De l'avis de la Cour, le refus d'assistance judiciaire était critiquable dans sa forme, sans justifier toutefois une cassation.
Rappel des principes relatifs au sursis (récidive, attitude, pouvoir d'appréciation), non violés en l'espèce, même si le juge a renoncé à requérir un rapport de renseignements généraux.**
Articles de loi:
Art. 41 CP/1937
Art. 9 LAJA
Réf. : CCP.2003.89/cab
A. Par
jugement du 1er avril 2003 du Tribunal de police du district de
Neuchâtel, C. a été condamné à 2 mois d'emprisonnement ferme et au paiement de
210 francs de frais de justice. Le tribunal a en outre prolongé d'un an le
délai d'épreuve du sursis assortissant la peine de 8 mois d'emprisonnement
prononcée le 24 janvier 2001 à son encontre par le Tribunal correctionnel du
district de Neuchâtel.
En bref, le premier juge
a retenu que C. avait vendu au moins 3 boulettes d'un gramme de cocaïne chacune
au printemps 2001, se rendant ainsi coupable d'un délit au sens de l'article 19
ch.1 LStup. D'autre part, en ayant acheté et consommé une boulette de cocaïne
dans le courant de l'année 2001, il s'était également rendu coupable d'une
contravention au sens de l'article 19a LStup. En outre, le premier juge a
retenu que le 9 août 2001, à Neuchâtel, C. avait commis, en compagnie de D., un
vol par effraction dans un véhicule parqué, dérobant divers objets pour un
montant d'environ 600 francs, et une tentative de vol dans un second véhicule.

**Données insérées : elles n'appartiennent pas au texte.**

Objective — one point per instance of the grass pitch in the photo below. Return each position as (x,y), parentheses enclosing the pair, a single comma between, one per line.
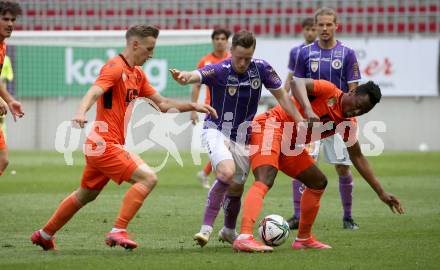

A chaque fois, une vitre avait été brisée. Le premier juge a ainsi reconnu C.
coupable, comme co-auteur, d'infractions aux articles 144 et 139 CP pour le
premier cas et d'infractions aux articles 144 et 139/21 CP pour le second.
Au moment de fixer la
peine, le premier juge a pris en considération, outre le concours
d'infractions, la condamnation de l'accusé en janvier 2001 à une peine de
8 mois d'emprisonnement pour infractions à la LStup. A sa décharge, il a
retenu que ce dernier s'était marié en mars 2002, que son épouse avait donné
naissance à une petite fille et qu'il paraissait souhaiter exercer une activité
régulière.
Concernant la question
du sursis, le premier juge a retenu ce qui suit :
" (…) au
vu de son antécédent judiciaire important et récent, de même qu'au vu de ses
dénégations alors que sa culpabilité paraît évidente, force est d'admettre que
l'accusé ne démontre pas de repentir ni de prise de conscience permettant
d'établir un pronostic favorable quant à l'avenir, nonobstant sa nouvelle
situation personnelle. Dans ces circonstances, la peine prononcée ne sera pas
assortie du sursis. En revanche, il sera renoncé à révoquer le sursis
assortissant la peine de 8 mois d'emprisonnement prononcée le 24 janvier 2001,
mais le délai d'épreuve en sera prolongé d'un an."
B. C.
recourt contre ce jugement en concluant à sa cassation dans la mesure où le
sursis lui a été refusé et où le délai d'épreuve assortissant la peine de huit
mois d'emprisonnement prononcée le 24 janvier 2001 par le Tribunal
correctionnel du district de Neuchâtel a été prolongé d'un an, à ce qu'il soit
dit que la peine de deux mois d'emprisonnement prononcée le 1er
avril 2003 soit assortie du sursis avec délai d'épreuve fixé à deux ans ou ce
que justice connaîtra.
Le
recourant invoque l'arbitraire et une fausse application de la loi. En
substance, il reproche au premier juge de n'avoir pas procédé à une
appréciation globale de sa situation avant de lui refuser l'octroi du sursis.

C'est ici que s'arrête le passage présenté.